Background: Keratinocyte growth factor (KGF) is a member of the fibroblast growth factor family. KGF protects the oral and intestinal mucosa against damage induced by irradiation or chemotherapy. Previous studies have found the expression of KGF in chondrocytes and suggested that KGF promotes the wound healing process in injured cartilage. KGF also has important effects on the immune system such as the regeneration of thymus tissue and the formation of regulatory T cells (Treg) in the periphery. Aim: Here we investigated the effect of KGF on collagen type II induced arthritis (CIA) and anti-collagen antibody induced arthritis (CAIA) in order to discriminate between immunoregulatory effect and direct protective effect on chondrocytes.
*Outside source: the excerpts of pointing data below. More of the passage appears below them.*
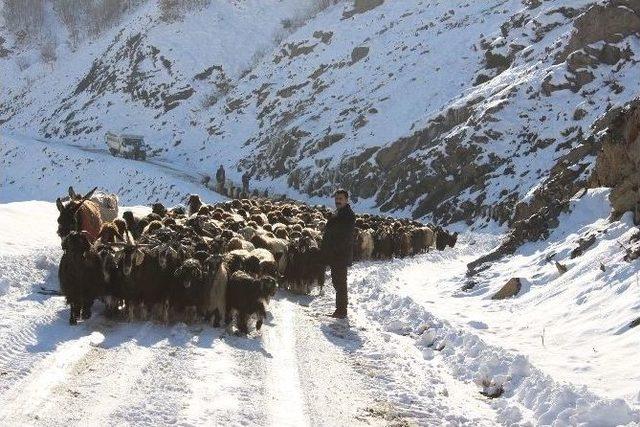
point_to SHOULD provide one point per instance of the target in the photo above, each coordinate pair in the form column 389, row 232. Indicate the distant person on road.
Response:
column 337, row 248
column 245, row 182
column 220, row 177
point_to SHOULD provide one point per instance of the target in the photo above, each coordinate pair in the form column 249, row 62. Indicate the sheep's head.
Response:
column 76, row 242
column 189, row 273
column 269, row 287
column 129, row 257
column 67, row 220
column 212, row 264
column 166, row 255
column 107, row 261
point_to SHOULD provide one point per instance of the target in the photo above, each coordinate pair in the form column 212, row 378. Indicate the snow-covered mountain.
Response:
column 502, row 118
column 450, row 110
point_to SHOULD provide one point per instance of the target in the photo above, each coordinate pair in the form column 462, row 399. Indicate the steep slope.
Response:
column 149, row 74
column 456, row 111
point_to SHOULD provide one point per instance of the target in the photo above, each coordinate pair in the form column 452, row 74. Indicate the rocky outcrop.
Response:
column 618, row 162
column 609, row 23
column 510, row 289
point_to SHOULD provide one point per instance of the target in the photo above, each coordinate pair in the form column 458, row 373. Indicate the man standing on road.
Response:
column 245, row 183
column 337, row 248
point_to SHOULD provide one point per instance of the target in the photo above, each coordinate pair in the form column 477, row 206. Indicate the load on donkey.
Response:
column 79, row 225
column 85, row 213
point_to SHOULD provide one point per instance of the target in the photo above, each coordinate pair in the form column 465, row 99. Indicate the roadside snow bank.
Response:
column 528, row 393
column 29, row 247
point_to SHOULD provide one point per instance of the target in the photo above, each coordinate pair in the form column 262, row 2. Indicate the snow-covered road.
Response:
column 303, row 369
column 414, row 351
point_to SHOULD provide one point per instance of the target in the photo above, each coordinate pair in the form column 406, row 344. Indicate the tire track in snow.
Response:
column 285, row 390
column 99, row 382
column 227, row 382
column 311, row 380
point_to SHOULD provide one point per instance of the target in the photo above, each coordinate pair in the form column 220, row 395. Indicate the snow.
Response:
column 415, row 347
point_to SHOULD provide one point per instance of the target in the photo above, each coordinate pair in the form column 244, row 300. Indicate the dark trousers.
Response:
column 339, row 280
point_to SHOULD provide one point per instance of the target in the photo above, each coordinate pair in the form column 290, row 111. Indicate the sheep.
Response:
column 107, row 203
column 247, row 296
column 266, row 262
column 248, row 232
column 159, row 209
column 128, row 258
column 133, row 224
column 238, row 243
column 364, row 245
column 182, row 265
column 278, row 247
column 304, row 267
column 109, row 233
column 215, row 299
column 152, row 227
column 422, row 238
column 189, row 288
column 80, row 275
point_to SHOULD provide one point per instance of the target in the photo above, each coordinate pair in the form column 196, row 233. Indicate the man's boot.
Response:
column 339, row 314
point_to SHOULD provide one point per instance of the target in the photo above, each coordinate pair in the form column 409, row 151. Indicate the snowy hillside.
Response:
column 454, row 110
column 409, row 354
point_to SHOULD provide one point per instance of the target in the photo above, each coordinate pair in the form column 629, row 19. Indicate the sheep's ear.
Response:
column 138, row 257
column 90, row 193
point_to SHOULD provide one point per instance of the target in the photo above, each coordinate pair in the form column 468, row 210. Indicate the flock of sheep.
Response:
column 209, row 262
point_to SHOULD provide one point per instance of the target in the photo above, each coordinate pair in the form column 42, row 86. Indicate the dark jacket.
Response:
column 337, row 240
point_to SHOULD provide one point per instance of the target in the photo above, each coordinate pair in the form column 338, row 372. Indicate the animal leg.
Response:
column 86, row 310
column 243, row 323
column 74, row 313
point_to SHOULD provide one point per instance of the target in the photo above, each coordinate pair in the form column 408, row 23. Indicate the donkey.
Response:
column 79, row 214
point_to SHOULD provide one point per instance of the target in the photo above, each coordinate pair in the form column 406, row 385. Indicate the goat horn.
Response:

Methods: CIA was induced by immunization with CII and CAIA by treatment of mice with a cocktail of four different anti-CII antibodies. The effect of KGF on the thymus and spleen was analyzed by FACS and by immunohistochemistry. Results: We have found that KGF treatment delayed the onset of CIA but had no effect on CAIA. Our results show that KGF treatment leads both to an outflow of naïve T cells from the thymus and to a statistically significant increase in the percentage of CD4+Foxp3+ Tregs in the periphery. Conclusions: We suggest that the effect of KGF on CIA depends on immunoregulatory mechanisms. KGF may delay the aging of the cellular immune system and thus improve the resilience of the immune system against autoimmune reactions.